2月講座レポート

2022年2月26日(土) 
古木圭介(こぎけいすけ)先生
(地方創生&ツーリズム・コンサルタント)
テーマ「『鹿児島の観光産業の未来』~国際化、情報化、人材育成について~」

 

    パワーポイントを使って、歯切れのよい、スピード感あふれる語り口、体験に裏打ちされた様々な事例が矢継ぎ早に紹介され、あっという間の90分、その迫力に圧倒された。

    昭和41年鹿児島で「(株)グローバルユースビューロー」をスタート。兄弟3人がオーナー。バブルの頃、知覧カントリークラブ常務取締役。18歳~35歳の35名のキャディー募集、一人一台ずつ軽自動車貸与を条件に50数名が集まった。1250万円の会員券に1000人の応募。異常な日本の状態を味わった45歳。次は、サンロイヤルホテルの立て直し。太陽国体以後20年間赤字続き。在職8年、後半の4年は完全な黒字。会社の体質改善が奏功。会社経営の一番の勉強になった。その後、当時の知事から肥薩おれんじ鉄道立て直しの依頼、60歳半ばだったが、鉄道に憧れがあったので引き受けた。沿線七つの自治体と話しながら、地方創生とは何かを勉強する最高の場所になった。観光路線、「おれんじ食堂」という列車を作った。社員の90%はJR九州の出向社員、その行程で社員に夢が湧いた。働く人は夢を与えると動き出す。

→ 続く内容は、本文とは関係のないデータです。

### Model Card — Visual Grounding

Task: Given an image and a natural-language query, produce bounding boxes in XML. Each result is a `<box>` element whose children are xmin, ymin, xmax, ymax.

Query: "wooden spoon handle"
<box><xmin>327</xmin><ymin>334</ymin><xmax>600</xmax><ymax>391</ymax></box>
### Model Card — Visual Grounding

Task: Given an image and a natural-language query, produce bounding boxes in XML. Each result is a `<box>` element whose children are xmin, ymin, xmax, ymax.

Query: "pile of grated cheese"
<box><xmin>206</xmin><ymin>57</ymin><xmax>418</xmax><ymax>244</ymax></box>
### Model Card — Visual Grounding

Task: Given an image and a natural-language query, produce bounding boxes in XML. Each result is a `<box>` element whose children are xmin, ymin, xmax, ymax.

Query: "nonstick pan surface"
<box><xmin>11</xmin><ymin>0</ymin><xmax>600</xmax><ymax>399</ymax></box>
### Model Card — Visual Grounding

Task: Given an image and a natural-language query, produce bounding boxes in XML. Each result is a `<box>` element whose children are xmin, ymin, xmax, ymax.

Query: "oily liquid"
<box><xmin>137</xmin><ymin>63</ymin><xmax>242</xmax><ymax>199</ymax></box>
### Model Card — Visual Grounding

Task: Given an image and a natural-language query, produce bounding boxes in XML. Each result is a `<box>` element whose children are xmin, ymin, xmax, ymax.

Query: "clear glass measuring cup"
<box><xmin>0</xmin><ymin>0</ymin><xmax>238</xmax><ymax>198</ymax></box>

オープンしたときは、3月から9月まで、すべて満席。

    50代~70代にヒマラヤ、アルプス等登山。昨年は大谷翔平等、日本人が活躍、奄美の遺産登録、出水ラムサール条約登録、霧島神宮国宝、どのようにこれらを活用していくか。振り返ると、この55年間でインバウンド35万人が3188万人に。日本の観光産業は、この10年間でインバウンド依存型に、鹿児島県も同様。日本人は長期休暇が少ない、人の目が気になるが本音、自分の人生を面白くなくしている。2023年度鹿児島県予算案は観光と農水産業にかなりの予算配分。この予算をどう活用していくか。観光が伸びれば農水産業も伸びる。観光産業復活のシナリオ、2023年以降にインバウンド復活。私見として、近未来には航空路線を欧州⇒上海⇒鹿児島、ヨーロッパ人を鹿児島へ。鹿児島空港をハブ空港に。

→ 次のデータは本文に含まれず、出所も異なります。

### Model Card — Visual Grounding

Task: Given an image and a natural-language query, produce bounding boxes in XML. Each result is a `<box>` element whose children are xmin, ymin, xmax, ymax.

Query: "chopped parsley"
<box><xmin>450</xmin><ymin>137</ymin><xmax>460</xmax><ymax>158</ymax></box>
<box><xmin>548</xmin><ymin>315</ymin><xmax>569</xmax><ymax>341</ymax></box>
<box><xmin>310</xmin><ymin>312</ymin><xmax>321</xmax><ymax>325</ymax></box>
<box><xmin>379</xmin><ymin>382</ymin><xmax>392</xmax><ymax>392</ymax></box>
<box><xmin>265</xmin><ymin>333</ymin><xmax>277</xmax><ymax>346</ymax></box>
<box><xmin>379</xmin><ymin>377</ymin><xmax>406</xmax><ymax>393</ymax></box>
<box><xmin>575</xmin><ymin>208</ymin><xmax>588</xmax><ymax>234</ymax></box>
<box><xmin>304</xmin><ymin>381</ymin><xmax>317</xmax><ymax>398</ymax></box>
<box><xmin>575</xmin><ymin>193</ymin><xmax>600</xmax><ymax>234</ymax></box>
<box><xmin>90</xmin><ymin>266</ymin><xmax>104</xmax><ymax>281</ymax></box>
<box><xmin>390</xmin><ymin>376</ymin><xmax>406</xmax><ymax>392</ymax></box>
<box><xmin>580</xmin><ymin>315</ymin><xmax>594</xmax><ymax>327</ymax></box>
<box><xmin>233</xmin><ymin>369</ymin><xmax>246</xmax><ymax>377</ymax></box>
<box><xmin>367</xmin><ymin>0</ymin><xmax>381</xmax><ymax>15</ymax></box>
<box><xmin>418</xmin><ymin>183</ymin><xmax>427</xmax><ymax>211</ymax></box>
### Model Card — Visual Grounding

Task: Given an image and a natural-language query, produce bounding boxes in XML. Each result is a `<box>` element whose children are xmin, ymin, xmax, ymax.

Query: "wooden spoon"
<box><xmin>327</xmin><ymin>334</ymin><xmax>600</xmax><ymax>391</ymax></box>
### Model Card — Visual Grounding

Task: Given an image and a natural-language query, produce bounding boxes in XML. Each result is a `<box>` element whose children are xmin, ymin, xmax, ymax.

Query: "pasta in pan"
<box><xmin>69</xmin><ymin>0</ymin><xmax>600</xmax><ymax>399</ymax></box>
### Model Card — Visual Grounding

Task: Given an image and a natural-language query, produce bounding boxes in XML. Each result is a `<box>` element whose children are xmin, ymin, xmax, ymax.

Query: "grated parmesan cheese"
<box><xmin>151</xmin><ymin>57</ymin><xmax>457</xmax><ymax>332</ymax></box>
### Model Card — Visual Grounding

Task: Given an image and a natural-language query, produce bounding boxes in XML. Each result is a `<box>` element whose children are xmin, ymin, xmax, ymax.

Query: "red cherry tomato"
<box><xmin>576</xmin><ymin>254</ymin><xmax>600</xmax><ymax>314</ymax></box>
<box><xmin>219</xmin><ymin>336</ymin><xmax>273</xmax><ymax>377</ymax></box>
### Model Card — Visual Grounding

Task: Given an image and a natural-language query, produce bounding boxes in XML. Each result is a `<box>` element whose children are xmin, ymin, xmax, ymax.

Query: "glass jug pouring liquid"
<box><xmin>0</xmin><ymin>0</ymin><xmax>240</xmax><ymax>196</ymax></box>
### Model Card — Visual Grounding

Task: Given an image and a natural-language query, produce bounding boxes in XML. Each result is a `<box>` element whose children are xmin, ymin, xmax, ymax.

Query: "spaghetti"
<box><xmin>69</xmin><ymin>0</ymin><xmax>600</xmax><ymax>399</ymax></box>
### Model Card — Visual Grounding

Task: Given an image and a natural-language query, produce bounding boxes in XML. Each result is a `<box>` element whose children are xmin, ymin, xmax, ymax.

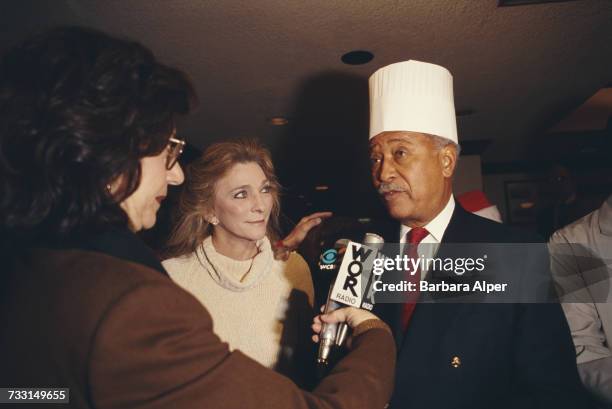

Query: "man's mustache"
<box><xmin>378</xmin><ymin>183</ymin><xmax>406</xmax><ymax>195</ymax></box>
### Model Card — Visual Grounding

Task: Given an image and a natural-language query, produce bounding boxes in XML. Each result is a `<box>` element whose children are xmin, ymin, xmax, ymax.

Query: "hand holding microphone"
<box><xmin>312</xmin><ymin>307</ymin><xmax>379</xmax><ymax>342</ymax></box>
<box><xmin>317</xmin><ymin>233</ymin><xmax>384</xmax><ymax>364</ymax></box>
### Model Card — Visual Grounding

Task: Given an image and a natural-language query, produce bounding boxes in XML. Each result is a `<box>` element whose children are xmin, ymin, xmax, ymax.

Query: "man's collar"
<box><xmin>400</xmin><ymin>195</ymin><xmax>455</xmax><ymax>243</ymax></box>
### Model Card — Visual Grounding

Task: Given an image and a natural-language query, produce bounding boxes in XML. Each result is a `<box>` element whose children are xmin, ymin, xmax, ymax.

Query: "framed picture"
<box><xmin>504</xmin><ymin>180</ymin><xmax>538</xmax><ymax>225</ymax></box>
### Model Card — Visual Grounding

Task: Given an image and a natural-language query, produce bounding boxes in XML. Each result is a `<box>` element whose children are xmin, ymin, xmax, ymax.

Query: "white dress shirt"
<box><xmin>399</xmin><ymin>195</ymin><xmax>455</xmax><ymax>280</ymax></box>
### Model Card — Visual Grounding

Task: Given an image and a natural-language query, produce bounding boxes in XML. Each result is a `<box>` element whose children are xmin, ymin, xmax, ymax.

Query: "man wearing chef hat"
<box><xmin>369</xmin><ymin>60</ymin><xmax>588</xmax><ymax>409</ymax></box>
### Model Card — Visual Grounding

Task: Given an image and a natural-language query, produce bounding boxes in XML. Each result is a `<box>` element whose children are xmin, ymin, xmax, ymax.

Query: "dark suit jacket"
<box><xmin>376</xmin><ymin>204</ymin><xmax>588</xmax><ymax>409</ymax></box>
<box><xmin>0</xmin><ymin>228</ymin><xmax>395</xmax><ymax>409</ymax></box>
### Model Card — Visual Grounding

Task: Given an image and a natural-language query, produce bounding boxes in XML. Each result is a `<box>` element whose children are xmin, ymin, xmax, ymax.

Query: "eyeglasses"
<box><xmin>166</xmin><ymin>136</ymin><xmax>185</xmax><ymax>170</ymax></box>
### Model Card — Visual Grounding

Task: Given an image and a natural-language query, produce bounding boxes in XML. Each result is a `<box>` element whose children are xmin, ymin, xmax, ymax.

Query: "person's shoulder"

    マリオットグループ、ラグジュアリー向け民宿等、様々な富裕層向けホテルを紹介しながら、富裕層を狙った戦略の必要性を力説。旅人はアウトドア、人とのふれあいを求める。欧米人の富裕層は自然の中を歩く旅を好む。好奇心をくすぐる旅、不便を楽しむ時代に。アドベンチャーツーリズム、ホテルとの組み合わせで、長期間滞在できるような仕掛けが必要。鹿児島の目指すべき観光産業のビジョンは、「観光地づくり」から憧れの地としての「リゾート地づくり」(屋久島、奄美群島などの離島、錦江湾、霧島連山、薩摩、大隅半島、北薩エリア)へ。そのための人材づくり、高度人材マネジメントが求められている。